Issue (i): Whether depreciation for assessment year 1983-84 was to be allowed at the amended rates brought into force from 2 April 1983.
Analysis: Depreciation rates are governed by the law in force on the first day of the relevant assessment year. The amended rules came into force on 2 April 1983 and therefore operated prospectively from the subsequent assessment year. The amended higher rates could not govern assessment year 1983-84.
Conclusion: The amended depreciation rates were not applicable for assessment year 1983-84. The answer was in favour of Revenue.
Issue (ii): Whether the payment described as lease rent under the composite arrangement was capital expenditure resulting in acquisition of a capital asset and, if so, whether the assessee was entitled to depreciation under section 32.

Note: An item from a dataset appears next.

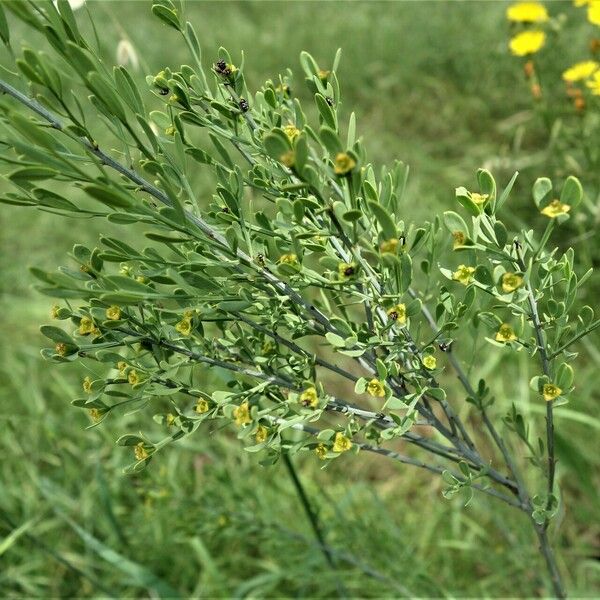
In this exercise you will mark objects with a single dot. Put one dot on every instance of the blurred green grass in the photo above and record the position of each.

Analysis: The lease deed and the contemporaneous purchase option agreement had to be read as one composite transaction. On that construction, the arrangement was intended to transfer the property to the assessee, the consideration stood effectively paid, and the assessee obtained rights consistent with ownership. The expenditure was therefore capital in nature. Since the assessee was treated as the owner for the purposes of the transaction, depreciation under section 32 was allowable on the capitalized amount, and the alternative contention that no depreciation could be granted merely because the formal conveyance had not yet been registered was rejected.

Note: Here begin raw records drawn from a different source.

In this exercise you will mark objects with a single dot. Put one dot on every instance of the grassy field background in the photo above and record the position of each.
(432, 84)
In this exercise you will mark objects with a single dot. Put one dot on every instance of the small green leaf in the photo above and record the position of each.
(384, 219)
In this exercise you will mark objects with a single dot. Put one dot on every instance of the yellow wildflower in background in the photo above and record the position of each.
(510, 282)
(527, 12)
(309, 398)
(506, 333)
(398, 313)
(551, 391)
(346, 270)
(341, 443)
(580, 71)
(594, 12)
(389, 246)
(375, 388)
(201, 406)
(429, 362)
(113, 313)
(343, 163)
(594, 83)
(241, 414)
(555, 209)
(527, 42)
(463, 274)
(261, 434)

Conclusion: The amount was capital expenditure and the assessee was entitled to depreciation on it. The answer was against the assessee on the capital nature of the expenditure and in favour of the assessee on depreciation.
Final Conclusion: The reference was disposed of by answering the depreciation-rate issue in favour of Revenue and the composite-transaction and depreciation issue partly against the assessee and partly in its favour, with the operative effect that the matter stood finally concluded.
Ratio Decidendi: For income-tax purposes, the law applicable on the first day of the assessment year governs depreciation rates, and a contemporaneous composite arrangement may be construed as transferring ownership so as to justify capitalization and depreciation under section 32.